Mini Cheesecake Cookie Cups
For the cheesecake filling
4 ounces cream cheese, at room temperature
6 tablespoons (75 g) granulated sugar
1/8 teaspoon kosher salt
1 egg yolk (25 g) at room temperature
For the cookie cups
2 2/3 cups (375 g) all purpose gluten free flour (I used Better Batter)
1 1/2 teaspoons xanthan gum (omit if your blend already contains it)
1/2 teaspoon baking powder
1/4 teaspoon kosher salt
1/3 cup (67 g) granulated sugar
2/3 cup (145 g) packed light brown sugar
8 tablespoons (112 g) unsalted butter, at room temperature
3 tablespoons (63 g) honey
2 tablespoons (42 g) unsulphured molasses
1/2 teaspoon pure vanilla extract
2 eggs yolks (50 g, weighed out of shell) at room temperature
Lukewarm water by the half-teaspoonful, as necessary
Melted chocolate, for drizzling (optional)
Preheat your oven to 350°F. Grease the wells of a 24-well miniature muffin tin and set it aside.
First, make the filling. In a medium-size bowl, place the cream cheese, sugar, and salt, and beat with a handheld mixer (or a whisk, vigorously) until light and fluffy. Add the egg yolk and whisk by hand until just combined. Cover the filling and set it aside.
To make the cookie dough, in a large bowl, place the flour, xanthan gum, baking powder, salt, and granulated sugar, and whisk to combine well. Add the brown sugar and mix, breaking up any lumps. Create a well in the center of the dry ingredients, and add the butter, honey, molasses, vanilla, and egg yolks, and mix to combine. The dough should come together and be thick but soft. If necessary to bring the cookie dough together cohesively, knead in some lukewarm water by the half teaspoonful.
Scoop the dough into portions about 2 teaspoonfuls each, roll each mound of dough into a ball between your palms, and place in the center of each of the prepared wells of the miniature muffin tin. With a clean index finger, press a hole into the center of each ball of dough. Using your index finger and thumb, pinch the dough to thin the sides and press them toward the edges and bottom of the muffin well. Using a small spring-loaded ice cream scoop or two spoons, fill each of the wells about 3/4 of the way full with the cheesecake filling. Repeat with the remaining balls of dough and cheesecake filling. You will need to repeat the process with about 6 more wells of the muffin tin in a second round.

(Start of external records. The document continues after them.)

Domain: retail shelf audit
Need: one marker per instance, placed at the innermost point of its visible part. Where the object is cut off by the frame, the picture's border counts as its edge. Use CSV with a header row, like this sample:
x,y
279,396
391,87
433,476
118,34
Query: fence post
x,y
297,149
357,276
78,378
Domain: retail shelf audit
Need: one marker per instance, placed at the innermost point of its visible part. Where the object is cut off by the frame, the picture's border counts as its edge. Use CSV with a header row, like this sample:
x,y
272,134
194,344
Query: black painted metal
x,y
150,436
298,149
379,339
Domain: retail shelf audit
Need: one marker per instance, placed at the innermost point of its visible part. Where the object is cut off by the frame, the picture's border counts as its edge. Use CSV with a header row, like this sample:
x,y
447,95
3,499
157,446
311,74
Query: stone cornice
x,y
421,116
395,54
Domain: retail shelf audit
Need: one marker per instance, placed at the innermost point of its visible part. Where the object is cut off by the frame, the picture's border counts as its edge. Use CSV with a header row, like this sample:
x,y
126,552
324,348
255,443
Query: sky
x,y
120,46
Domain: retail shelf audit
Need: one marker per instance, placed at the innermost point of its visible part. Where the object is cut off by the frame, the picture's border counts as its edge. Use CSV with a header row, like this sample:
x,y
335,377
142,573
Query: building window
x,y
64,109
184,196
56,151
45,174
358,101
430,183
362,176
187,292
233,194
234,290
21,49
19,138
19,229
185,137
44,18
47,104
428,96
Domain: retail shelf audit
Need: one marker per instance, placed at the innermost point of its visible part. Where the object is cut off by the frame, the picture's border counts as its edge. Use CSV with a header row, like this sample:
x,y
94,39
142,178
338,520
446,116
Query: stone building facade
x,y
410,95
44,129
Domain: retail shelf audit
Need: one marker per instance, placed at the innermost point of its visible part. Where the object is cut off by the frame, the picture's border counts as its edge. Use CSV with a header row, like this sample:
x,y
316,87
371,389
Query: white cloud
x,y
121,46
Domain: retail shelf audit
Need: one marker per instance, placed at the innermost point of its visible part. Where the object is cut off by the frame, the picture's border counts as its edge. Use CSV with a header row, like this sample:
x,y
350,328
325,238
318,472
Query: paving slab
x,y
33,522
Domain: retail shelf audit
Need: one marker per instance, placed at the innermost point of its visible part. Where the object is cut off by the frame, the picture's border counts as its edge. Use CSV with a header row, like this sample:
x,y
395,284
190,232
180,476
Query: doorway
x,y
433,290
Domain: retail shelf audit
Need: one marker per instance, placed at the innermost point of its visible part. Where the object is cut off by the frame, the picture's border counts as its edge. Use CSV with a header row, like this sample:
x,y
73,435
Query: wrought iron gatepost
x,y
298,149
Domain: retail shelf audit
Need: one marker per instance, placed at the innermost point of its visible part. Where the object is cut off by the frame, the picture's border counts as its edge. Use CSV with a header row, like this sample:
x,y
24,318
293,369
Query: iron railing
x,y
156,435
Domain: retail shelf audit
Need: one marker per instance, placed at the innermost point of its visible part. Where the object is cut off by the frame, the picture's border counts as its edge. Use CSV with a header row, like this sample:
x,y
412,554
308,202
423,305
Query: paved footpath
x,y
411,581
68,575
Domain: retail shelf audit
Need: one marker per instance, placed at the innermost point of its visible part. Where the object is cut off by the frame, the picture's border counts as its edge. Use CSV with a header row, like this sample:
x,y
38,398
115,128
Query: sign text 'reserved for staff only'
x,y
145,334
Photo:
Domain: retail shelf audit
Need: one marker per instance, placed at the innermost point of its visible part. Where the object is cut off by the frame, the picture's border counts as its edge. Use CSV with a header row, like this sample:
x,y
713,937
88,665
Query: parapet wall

Place the muffin tin in the center of the preheated oven and bake until the cookie cups are just beginning to brown around the edges and the filling is mostly set (about 12 minutes). Do not overbake. Remove from the oven and allow to cool on the baking sheet for at least 10 minutes or until firm. To remove the cookie cups from the muffin tin, twist them in the wells to loosen them, then pry them out with a toothpick inserted gently on the side of the cookie cups. Chill the cookie cups until the filling is firm, about 1 hour. Drizzle lightly with melted chocolate, if desired.
These cookies can be frozen in a single layer on a rimmed baking sheet, then piled into a freezer-safe zip-top bag for longer storage. They don’t actually freeze completely solid, so in a pinch, they can be eaten right out of the freezer. What? Don’t judge.